Date of Award

5-2017

Document Type

Thesis open access

First Advisor

Sarah Beth Kaufman

Abstract

This paper analyzes 172 interviews collected in the summer of 2016 in San Antonio about how the religion of Islam was being talked about during the presidential election. Eighty-six out of the 172 respondents identified as a person of color and/or Muslim. Of those, 19 experienced anti-Muslim discrimination. However, I demonstrate that the people who experienced discrimination were not in fact always Muslim. Black men and non-hijab wearing White women, were able to avoid discrimination by passing or covering as non-Muslims either naturally or through altering their appearance. Sikh men who wear a turban, non-Muslim Arabs and Indians, were read as Muslim and therefore endured anti-Muslim discrimination.

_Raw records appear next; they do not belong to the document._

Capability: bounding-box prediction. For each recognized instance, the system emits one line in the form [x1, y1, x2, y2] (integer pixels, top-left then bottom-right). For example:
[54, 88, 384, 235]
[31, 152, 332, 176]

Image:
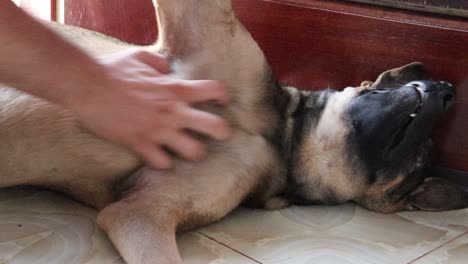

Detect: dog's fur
[0, 0, 468, 264]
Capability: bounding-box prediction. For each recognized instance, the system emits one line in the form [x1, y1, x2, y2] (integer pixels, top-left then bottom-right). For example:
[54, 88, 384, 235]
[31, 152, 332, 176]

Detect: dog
[0, 0, 468, 264]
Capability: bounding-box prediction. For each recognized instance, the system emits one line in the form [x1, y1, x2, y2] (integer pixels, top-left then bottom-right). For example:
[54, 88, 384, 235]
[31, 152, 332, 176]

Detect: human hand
[70, 50, 230, 169]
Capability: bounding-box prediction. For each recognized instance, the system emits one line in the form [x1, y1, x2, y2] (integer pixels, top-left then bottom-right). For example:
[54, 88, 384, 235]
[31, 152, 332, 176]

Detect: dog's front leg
[98, 192, 182, 264]
[98, 131, 278, 264]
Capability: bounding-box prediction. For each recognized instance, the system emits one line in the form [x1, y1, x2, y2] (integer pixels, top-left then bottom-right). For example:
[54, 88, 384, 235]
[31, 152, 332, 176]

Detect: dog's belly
[0, 87, 138, 207]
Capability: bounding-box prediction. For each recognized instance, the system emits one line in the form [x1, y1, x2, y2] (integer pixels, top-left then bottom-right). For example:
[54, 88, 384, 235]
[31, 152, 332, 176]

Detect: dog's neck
[282, 87, 336, 200]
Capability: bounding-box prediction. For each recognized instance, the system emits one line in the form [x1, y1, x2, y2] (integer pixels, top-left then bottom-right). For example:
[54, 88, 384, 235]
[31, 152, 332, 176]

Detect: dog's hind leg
[98, 132, 278, 264]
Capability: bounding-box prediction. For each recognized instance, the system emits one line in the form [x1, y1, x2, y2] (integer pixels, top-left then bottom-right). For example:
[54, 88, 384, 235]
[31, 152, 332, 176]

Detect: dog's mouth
[384, 81, 455, 159]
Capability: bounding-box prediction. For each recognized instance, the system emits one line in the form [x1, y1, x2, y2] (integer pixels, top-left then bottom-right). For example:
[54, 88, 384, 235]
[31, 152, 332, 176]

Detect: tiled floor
[0, 189, 468, 264]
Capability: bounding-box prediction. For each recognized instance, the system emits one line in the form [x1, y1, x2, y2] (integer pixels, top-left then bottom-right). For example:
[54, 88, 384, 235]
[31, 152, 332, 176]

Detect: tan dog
[0, 0, 468, 264]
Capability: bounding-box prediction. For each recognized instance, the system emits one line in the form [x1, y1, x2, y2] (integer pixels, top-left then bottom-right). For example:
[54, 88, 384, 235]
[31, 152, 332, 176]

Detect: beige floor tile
[412, 234, 468, 264]
[201, 204, 468, 264]
[0, 188, 255, 264]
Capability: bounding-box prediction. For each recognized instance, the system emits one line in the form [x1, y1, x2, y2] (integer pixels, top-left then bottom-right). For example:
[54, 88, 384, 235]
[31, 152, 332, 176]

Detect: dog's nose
[408, 81, 455, 111]
[437, 81, 455, 110]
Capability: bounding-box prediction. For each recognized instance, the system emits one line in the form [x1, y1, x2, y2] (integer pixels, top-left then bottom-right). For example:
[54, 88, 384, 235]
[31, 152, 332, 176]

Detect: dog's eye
[370, 89, 390, 94]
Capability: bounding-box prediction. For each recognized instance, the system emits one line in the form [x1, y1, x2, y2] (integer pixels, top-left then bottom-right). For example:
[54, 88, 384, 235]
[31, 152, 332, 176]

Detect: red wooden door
[65, 0, 157, 45]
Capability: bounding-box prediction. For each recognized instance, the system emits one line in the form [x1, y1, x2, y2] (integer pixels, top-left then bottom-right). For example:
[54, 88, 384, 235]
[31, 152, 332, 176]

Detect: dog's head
[289, 63, 468, 212]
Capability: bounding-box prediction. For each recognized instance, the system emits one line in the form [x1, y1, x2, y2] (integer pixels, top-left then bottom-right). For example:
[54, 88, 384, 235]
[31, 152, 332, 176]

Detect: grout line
[197, 232, 263, 264]
[408, 231, 468, 264]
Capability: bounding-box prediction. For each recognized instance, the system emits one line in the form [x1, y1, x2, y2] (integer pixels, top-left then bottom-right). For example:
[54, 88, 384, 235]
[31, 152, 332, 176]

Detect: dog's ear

I argue that these people were transformed into racialized subjects, which made them vulnerable to physical and verbal discrimination from their fellow citizens. This had four significant impacts on their everyday lived realities, including: misidentification, fear of violence, altering one’s life, and stripping people read as Muslim of their cultural citizenship. This research demonstrates that we need to reconceptualize anti-Muslim discrimination as a new example of color-blind racism that includes people read as Muslim and excludes Muslims who pass as non-Muslim.